2.Ahli waris yang mendapatkan  bagian sepertiga (1/3)
a.       Ibu, dengan ketentuan ia tidak bersama-sama dengan far’u waris, laki-laki maupu permpuan atau bila ia tidak bersama-sama dengan 2 orang saudara-saudari sekandung atau seayah atau seibi saja.
b.       Anak-anak ibi (saudara seibu bagi si mati) laki-laki maupun perempuan 2 orang atau lebih, dengan ketentuan bila mereka tidak bersama-sama far’u waris laki-laki maupun perempuan atau tidak bersama-sama denagn ashlu waris laki-laki (seperti ayah, kakek  shahihah).
3.Ahli waris yang mendapatkan bagian sepererenam (1/6) ada 7 orang, yaitu:
a.       Ayah, dengan ketentuan bila ia bersama-sama dengan far’u waris laki-laki (yaitu anak laki-laki, cucu laki-laki pancar laki-laki betapa jauh menurunnya)
b.       Ibu, dengan ketentuan bila ia mewarisi bersama-sama dengan far’u waris secara mutlak atau bersama-sama dengan dua orang  atau lebih saudara saudari secara mutlak.
c.       Kakek shahih, bila ia mewarisi bersamasama far’u waris laki-laki.
d.       Nenek shahihah, bila ia tidak bersama-sama dengan ibu.
e.       Saudara seibu, laki-laki maupun perempuan, bila ia mewarisi bersama-sama dengan far’u waris laki-laki maupun perempuan atau mewarisi bersama-bersama dengan ashlu waris laki-laki.

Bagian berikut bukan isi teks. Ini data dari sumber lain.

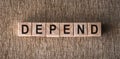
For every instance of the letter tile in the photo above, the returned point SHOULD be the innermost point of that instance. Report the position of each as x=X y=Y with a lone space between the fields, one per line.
x=24 y=29
x=38 y=29
x=94 y=29
x=52 y=30
x=66 y=29
x=80 y=29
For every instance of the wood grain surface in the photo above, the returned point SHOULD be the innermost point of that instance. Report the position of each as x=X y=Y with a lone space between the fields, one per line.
x=105 y=47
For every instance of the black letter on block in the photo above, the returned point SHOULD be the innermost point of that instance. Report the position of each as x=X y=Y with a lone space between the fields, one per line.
x=27 y=29
x=37 y=28
x=81 y=29
x=94 y=32
x=52 y=27
x=65 y=28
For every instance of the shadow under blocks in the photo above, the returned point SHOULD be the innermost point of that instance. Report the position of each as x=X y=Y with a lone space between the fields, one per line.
x=89 y=29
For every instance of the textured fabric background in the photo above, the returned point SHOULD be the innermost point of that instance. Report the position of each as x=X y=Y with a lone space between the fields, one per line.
x=105 y=47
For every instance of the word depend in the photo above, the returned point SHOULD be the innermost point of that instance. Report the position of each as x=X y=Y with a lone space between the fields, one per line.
x=59 y=29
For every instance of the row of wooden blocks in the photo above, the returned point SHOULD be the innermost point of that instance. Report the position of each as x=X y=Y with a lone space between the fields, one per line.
x=59 y=29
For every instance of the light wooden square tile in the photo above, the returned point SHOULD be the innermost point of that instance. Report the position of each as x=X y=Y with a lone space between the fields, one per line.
x=52 y=30
x=38 y=29
x=94 y=29
x=66 y=29
x=80 y=29
x=24 y=29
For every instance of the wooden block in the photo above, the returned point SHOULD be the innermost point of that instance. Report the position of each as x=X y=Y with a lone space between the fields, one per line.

f.        Cucu perempuan pancar laki-laki, bila ia mewarisibersama-sama dengan seorang anak perempuan kandung.
g.       Seorang saudari seayah atau lebih, bila ia bersama-sama dengan saudari kandung.

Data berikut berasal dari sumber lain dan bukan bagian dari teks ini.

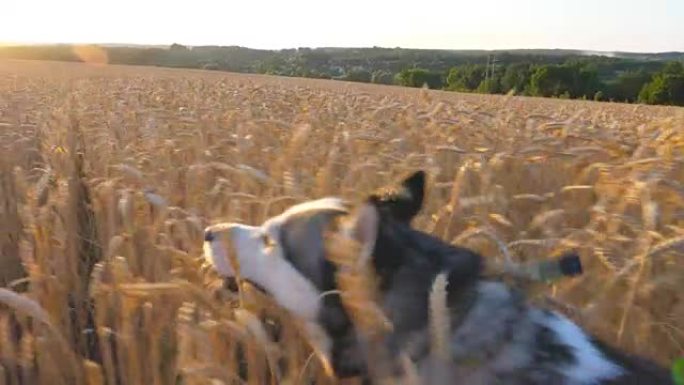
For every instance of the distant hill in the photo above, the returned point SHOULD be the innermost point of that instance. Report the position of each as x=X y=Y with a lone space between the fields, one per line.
x=567 y=73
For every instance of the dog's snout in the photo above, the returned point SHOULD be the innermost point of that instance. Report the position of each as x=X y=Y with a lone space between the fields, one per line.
x=209 y=236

4.Para ahli wris yang mendapatkan bagian seperdua (1/2), ada 5 orang, yaitu:
a.       Seorang anak perempuan, dngan ketentuan bila ia tidak bersama dengan anak laki-laki yang menjadi mu’ashibnya.
b.       Seorang cucu perempuan pancar laki-laki, dengan ketentuan bila ia tidak bersama-sama dengan anak perempuan atau orang laki-laki yang menjadi mu’ashibnya.
c.       Suami, bila ia tidak bersama-sama far’u waris.
d.       Seorang saudari kandung, bila ia tidak mewarisi bersama-sama dengan mu’ashibnya.
e.       Seorang saudari seayah, bila ia tidak bersama-sama dengan anak perempuan kandung, atau cucu perempuan pancar laki-laki, atau saudari kandung.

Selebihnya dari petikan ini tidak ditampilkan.